Wittgenstein was a strong influence on the Vienna Circle, a
group of philosophers that challenged the way many philosophers used language
to convey meaning. They belonged to the Logical Positivist movement which holds
that the only thing that is meaningful is that which can be verified
empirically. Consequently, Logical Positivists came to the conclusion that
God-talk is meaningless as it says nothing about reality and cannot be
empirically verified.
Taking up the ideas of Wittgenstein and the Vienna Circle,
A. J. Ayer argued the Verification Principle.
The Verification Principle states that a sentence is only meaningful if
it is either analytic or synthetic.
- Analytic – true by definition (tautology) and cannot be false, the wording of the statement verifies its truth. (E.g. frozen water is ice).
- Synthetic – can be verified through empirical evidence and is meaningful because it can hold verifiable truths. (E.g. the Big Bang Theory).
Ayer concludes that if a statement is neither analytic nor
empirically verifiable, it says nothing about reality and is therefore meaningless.

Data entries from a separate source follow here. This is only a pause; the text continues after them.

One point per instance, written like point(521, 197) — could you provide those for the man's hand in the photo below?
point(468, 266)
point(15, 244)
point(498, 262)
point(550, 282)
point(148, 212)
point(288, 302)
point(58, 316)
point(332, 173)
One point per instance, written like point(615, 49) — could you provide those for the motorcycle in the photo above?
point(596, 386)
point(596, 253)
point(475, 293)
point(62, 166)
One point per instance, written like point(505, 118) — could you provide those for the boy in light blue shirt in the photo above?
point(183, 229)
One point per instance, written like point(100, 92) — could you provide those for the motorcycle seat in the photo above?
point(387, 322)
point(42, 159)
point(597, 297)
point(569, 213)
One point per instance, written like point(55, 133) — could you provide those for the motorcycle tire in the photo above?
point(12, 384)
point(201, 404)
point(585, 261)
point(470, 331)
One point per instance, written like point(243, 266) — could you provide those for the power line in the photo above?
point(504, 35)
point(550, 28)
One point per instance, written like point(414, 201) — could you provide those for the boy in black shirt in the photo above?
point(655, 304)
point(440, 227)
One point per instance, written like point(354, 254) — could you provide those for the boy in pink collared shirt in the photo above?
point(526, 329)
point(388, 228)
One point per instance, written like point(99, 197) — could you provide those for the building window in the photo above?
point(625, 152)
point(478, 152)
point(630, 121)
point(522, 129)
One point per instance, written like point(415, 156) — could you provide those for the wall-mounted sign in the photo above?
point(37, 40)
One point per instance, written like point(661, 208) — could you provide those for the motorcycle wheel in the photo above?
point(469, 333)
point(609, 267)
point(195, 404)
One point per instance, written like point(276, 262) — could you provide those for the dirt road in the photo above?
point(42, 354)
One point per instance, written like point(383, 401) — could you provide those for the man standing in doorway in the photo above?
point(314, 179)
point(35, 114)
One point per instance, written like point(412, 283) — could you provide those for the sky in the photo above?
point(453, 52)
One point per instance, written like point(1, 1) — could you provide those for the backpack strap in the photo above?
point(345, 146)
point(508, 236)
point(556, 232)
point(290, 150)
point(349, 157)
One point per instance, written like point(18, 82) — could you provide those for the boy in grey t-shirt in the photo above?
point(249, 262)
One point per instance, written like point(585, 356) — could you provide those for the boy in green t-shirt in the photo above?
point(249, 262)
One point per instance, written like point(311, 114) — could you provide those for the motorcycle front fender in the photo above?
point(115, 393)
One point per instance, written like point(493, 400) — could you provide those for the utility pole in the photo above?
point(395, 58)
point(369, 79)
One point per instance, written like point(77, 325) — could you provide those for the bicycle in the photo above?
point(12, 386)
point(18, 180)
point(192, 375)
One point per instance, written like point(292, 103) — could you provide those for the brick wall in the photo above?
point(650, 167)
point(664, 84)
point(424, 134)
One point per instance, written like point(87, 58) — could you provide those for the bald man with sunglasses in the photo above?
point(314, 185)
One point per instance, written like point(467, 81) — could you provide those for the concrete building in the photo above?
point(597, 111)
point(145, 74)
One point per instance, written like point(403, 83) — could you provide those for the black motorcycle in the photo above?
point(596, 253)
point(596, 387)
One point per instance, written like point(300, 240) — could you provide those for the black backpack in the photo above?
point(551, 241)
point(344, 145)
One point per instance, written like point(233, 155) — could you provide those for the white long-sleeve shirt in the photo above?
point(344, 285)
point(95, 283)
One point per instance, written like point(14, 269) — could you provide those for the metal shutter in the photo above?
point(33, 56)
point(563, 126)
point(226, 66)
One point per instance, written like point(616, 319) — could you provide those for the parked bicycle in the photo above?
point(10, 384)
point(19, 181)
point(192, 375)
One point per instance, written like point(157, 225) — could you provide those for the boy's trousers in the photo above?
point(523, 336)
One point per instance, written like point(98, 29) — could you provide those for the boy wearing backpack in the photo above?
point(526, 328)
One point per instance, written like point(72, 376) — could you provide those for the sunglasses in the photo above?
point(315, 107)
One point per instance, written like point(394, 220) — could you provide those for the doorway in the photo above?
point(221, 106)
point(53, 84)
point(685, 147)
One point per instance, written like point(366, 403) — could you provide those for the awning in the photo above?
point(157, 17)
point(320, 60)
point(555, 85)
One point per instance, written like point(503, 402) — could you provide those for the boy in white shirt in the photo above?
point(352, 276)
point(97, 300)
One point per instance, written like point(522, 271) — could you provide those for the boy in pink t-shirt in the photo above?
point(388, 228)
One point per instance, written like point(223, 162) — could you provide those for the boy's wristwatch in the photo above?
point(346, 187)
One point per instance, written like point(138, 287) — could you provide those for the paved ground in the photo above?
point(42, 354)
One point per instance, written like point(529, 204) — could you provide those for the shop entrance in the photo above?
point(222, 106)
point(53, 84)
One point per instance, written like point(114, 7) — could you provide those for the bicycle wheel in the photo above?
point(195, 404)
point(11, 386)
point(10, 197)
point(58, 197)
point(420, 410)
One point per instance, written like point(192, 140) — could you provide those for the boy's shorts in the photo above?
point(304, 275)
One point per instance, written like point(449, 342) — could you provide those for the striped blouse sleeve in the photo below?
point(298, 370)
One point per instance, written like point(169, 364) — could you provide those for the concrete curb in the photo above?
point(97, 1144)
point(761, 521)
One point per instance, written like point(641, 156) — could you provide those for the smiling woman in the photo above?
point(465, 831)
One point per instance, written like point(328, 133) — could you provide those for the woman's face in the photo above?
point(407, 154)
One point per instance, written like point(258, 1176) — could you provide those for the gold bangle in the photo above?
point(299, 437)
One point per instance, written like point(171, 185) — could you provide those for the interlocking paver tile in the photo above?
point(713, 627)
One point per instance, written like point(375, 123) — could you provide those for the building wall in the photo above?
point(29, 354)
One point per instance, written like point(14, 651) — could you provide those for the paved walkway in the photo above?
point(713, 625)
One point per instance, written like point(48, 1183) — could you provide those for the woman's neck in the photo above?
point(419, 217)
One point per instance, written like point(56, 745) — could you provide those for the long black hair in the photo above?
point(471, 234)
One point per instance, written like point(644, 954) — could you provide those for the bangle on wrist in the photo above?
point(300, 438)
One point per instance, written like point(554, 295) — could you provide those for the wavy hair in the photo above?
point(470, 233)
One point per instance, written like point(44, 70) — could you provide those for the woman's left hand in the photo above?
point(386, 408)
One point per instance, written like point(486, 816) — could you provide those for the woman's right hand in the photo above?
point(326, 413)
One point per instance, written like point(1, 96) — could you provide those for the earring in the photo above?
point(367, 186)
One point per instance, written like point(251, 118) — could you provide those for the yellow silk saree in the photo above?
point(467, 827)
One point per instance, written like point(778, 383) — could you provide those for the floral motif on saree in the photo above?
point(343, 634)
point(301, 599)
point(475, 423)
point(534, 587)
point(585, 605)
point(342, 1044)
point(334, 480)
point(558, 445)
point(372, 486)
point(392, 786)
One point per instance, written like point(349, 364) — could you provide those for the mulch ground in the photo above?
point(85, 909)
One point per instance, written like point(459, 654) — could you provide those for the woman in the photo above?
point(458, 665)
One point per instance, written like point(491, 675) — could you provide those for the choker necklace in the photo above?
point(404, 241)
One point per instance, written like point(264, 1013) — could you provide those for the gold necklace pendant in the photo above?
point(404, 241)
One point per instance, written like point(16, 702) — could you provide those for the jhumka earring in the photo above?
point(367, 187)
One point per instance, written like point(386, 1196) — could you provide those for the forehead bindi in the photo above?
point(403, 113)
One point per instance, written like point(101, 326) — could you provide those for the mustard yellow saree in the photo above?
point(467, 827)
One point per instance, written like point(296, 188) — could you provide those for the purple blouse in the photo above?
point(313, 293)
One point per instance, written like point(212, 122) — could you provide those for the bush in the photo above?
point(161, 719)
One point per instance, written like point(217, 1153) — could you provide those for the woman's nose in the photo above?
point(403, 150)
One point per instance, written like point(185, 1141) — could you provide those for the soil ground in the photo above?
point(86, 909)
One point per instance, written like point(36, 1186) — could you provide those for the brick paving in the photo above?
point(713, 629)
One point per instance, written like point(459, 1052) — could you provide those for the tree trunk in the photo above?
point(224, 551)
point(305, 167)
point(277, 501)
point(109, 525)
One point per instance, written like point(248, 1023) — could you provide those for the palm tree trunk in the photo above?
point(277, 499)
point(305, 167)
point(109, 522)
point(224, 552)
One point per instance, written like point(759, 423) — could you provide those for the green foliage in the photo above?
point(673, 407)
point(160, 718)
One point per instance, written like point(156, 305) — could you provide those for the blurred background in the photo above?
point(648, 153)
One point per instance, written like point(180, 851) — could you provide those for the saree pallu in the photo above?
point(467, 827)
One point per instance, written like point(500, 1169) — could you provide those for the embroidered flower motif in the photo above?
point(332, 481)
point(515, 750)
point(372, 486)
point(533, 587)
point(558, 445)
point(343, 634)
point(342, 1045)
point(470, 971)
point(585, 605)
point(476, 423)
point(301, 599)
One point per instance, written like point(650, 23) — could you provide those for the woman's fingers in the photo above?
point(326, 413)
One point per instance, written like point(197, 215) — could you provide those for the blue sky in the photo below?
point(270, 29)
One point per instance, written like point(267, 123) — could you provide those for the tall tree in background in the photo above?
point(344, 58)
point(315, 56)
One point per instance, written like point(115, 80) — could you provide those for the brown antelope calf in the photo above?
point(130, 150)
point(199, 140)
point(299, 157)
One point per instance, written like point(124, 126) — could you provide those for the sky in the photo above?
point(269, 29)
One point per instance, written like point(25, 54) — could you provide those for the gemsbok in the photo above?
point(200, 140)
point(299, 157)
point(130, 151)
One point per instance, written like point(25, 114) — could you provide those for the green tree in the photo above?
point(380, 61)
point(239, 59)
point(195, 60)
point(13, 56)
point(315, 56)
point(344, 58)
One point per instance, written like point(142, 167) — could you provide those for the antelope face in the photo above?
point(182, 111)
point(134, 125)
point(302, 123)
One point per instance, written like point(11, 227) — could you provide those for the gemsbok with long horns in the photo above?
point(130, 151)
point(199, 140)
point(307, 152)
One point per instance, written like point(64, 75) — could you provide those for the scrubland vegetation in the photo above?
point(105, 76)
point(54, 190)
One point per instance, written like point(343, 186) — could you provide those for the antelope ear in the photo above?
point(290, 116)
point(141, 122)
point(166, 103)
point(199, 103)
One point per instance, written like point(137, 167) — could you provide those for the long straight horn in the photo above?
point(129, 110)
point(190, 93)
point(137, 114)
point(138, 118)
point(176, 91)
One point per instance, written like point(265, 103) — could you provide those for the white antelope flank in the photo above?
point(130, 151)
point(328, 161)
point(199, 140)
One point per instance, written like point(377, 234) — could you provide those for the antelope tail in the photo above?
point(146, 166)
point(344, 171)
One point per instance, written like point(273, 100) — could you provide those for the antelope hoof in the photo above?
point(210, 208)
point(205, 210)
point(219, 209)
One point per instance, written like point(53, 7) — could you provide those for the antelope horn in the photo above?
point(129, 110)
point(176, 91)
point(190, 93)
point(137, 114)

This is similar to Hume’s viewpoint that if a statement does not contain any
abstract reasoning or any experimental reasoning, then it says nothing about
reality. John Hick gives the examples, “the universe doubled in size last night”
and “there is an invisible, intangible...rabbit in this room” to demonstrate how
a statement can appear to be making claims about the world, but on a closer
look it is apparent that they do not in fact reveal anything about the world. According
to the Verification Principle, this would make them meaningless.
Indeed, claims such as “God created the world” or “God loves
me” would be meaningless according to the Verification Principle as they cannot
be shown to be either true or false empirically.